My usefulness is best summed up in a line from a t-shirt a student of mine used to wear: "I May Not Be Very Smart, But I Can Lift Heavy Objects."

In any case, in between setup and breakdown, I usually have lots of time to wander around the show and see what the other artists are selling.  Last year, one of the booths belonged to a very talented jeweler who made jewelry out of (amongst other things) fragments of Roman glass.

Carol hinted at me that she loved this jeweler's work, so for her birthday I got her a necklace and matching set of earrings made from chunks of turquoise-colored glass dating to about 300 C.E.

The Romans were outstanding glassmakers, and a lot of their work survives (unfortunately, much of it in fragmentary form).  And one curious thing about a lot of Roman glass is that it has a patina -- an iridescent sheen on the surface, sometimes refracting light and creating a metallic or rainbow appearance.  There is nothing in the existing writing from that era indicating that those effects were created deliberately; it seemed to be some sort of byproduct of the aging of the piece.

Fourth century C.E. Roman glass from a glassworks in Syria, showing the gold patina over pale green glass [Image is in the Public Domain courtesy of its creator, Marie-Lan Nguyen]

Researchers in materials science at Tufts University became curious about how these coatings were produced, and did microscopic analysis of the surfaces of pieces of Roman glass.  They came to a surprising conclusion; the gold, silver, or rainbow-colored coatings were (1) naturally produced after the pieces were buried, and (2) were photonic crystals -- regular, periodic microlayers of precisely-arranged molecules, of the same sort used in semiconductors and solar cells, which have the effect of generating light interference and an opalescent or iridescent appearance.

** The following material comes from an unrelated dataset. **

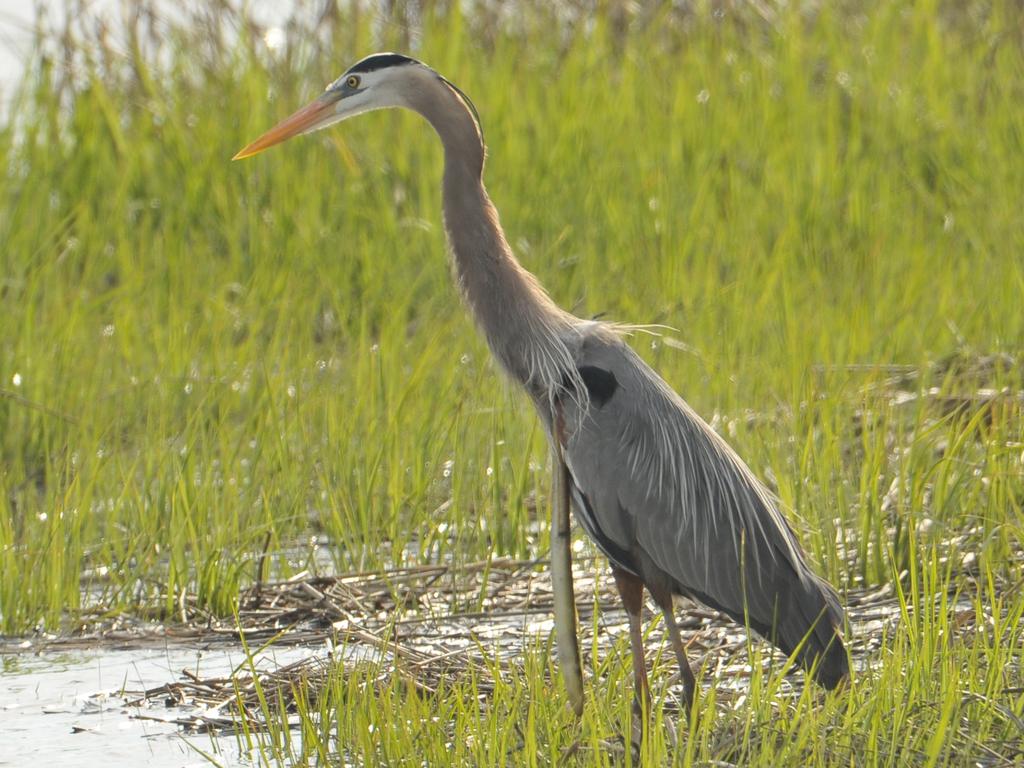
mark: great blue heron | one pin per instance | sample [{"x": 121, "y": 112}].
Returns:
[{"x": 658, "y": 492}]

It turns out that the interaction between the glass surface, rainwater, and the minerals in the soil results in a very slow, orderly deposition of thin films on the artifact's surface, and in two thousand or so years, you have something truly spectacular.  "It's really remarkable that you have glass that is sitting in the mud for two millennia and you end up with something that is a textbook example of a nanophotonic component," said Fiorenzo Omenetto, who co-authored the study.  "While the age of the glass may be part of its charm, in this case if we could significantly accelerate the process in the laboratory we might find a way to grow optic materials rather than manufacture them."

"This is likely a process of corrosion and reconstruction," said Giulia Guidetti, also a co-author.  "The surrounding clay and rain determined the diffusion of minerals and a cyclical corrosion of the silica in the glass.  At the same time, assembly of 100 nanometer-thick layers combining the silica and minerals also occurred in cycles.  The result is an incredibly ordered arrangement of hundreds of layers of crystalline material... [so] the crystals grown on the surface of the glass are also a reflection of the changes in conditions that occurred in the ground as the city evolved -- a record of its environmental history."

So here we have another example of the kind of fascinating crossover you see in the very best science -- in this case, between materials science and archaeology.  With possible applications to engineering.  

I know I'll think about this study every time Carol wears her Roman glass jewelry.